Se apretó los brazos alrededor del cuerpo mientras avanzaba trabajosamente. Vestida con delgado lino, hubiera tiritado de todas formas, pero el frío se le clavaba a través de los encallecidos pies desde los adoquines, le teñía los dedos de blanco y hacía que su aliento despidiera vapor.

Los soldados del rey califa tiritaban igualmente.

Cuatro de los soldados corrieron a desatrancar una puerta en una pared lisa. Lo bastante grande para ser una poterna, pensó ella. El

nazir
la obligó a atravesarla de un empujón, hacia la oscuridad. Ash se golpeó la rodilla herida y gritó en voz alta.
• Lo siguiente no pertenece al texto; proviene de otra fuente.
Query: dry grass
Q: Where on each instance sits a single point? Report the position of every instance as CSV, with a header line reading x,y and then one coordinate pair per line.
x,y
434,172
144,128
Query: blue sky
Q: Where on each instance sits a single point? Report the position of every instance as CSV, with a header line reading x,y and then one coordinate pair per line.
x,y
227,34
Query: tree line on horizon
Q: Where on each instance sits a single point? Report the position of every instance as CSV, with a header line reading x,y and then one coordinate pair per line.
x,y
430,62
Faroles de hierro danzaron frente a su vista deslumbrada; unas manos la agarraron, apretándole hombros y brazos contra el cuerpo, y la arrastraron al interior, por un pasadizo largo y oscuro.
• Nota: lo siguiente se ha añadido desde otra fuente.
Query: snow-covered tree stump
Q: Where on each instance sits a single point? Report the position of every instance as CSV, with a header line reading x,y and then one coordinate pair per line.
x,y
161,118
Una manita arrugada tomó la suya.

Ash bajó la vista y vio que la anciana prisionera le había cogido la mano. La mujer levantó los ojos hacia ella. Las sombras cambiantes y las arrugas disfrazaban el gesto de la anciana. Ash sentía la mano como huesos de pollo fríos. Cogió la mano de la mujer con la suyas y la apretó contra su cuerpo para darle calor.
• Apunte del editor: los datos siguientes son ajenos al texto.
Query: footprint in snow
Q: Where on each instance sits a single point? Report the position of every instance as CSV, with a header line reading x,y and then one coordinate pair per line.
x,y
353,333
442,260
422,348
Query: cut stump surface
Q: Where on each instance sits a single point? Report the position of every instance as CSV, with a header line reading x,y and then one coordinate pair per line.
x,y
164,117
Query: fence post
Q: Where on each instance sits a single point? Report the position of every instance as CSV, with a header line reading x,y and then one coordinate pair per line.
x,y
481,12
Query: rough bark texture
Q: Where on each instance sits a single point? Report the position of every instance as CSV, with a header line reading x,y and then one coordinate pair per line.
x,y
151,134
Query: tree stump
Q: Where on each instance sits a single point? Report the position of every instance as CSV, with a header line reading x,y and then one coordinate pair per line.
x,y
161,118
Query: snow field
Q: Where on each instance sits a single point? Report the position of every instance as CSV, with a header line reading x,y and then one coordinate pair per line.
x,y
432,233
La mano de la anciana resbaló hasta el vientre de Ash. Una suave voz se lamentó en francés.

—Lo pensé en el barco. No lo aparentas, pero llevas un hijo, querida. Yo podría servirte de comadrona... ¡Ay! ¿Qué van a hacernos?

—¡Calla!

—¿Para qué nos querrán?

Ash sintió y oyó un puño embutido en malla que golpeaba la carne. La mano de la mujer quedó fláccida y resbaló de la suya. Ash intentó cogerla, pero los soldados la rodearon y la empujaron para que siguiera adelante. Entró con ellos, trastabillando, en un gran patio.

Una puerta trasera
, supuso.
¡Es una mansión!

El patio era mucho más largo que ancho, rodeado en los cuatro lados por ventanas con barrotes de piedra y puertas rematadas en arco. Los edificios que rodeaban el patio interior por los cuatro costados alcanzaban al menos tres pisos. Los faroles de fuego griego la deslumbraban, impidiéndole ver el cielo.

El alargado patio estaba atestado de gente. Algunos eran guardias de la casa, a juzgar por sus espadas. Uno o dos iban mejor vestidos. La mayoría de ellos eran hombres y mujeres de edades variadas, con túnicas sencillas y collares de hierro al cuello. Ash miró boquiabierta a los esclavos que iban y venían corriendo, y se le hizo un nudo en el estómago.

Casi todos, a pesar de sus rostros diferentes, tenían un parecido familiar. Bajo la sibilante luz blanca, casi todos tenían el pelo pálido como la ceniza.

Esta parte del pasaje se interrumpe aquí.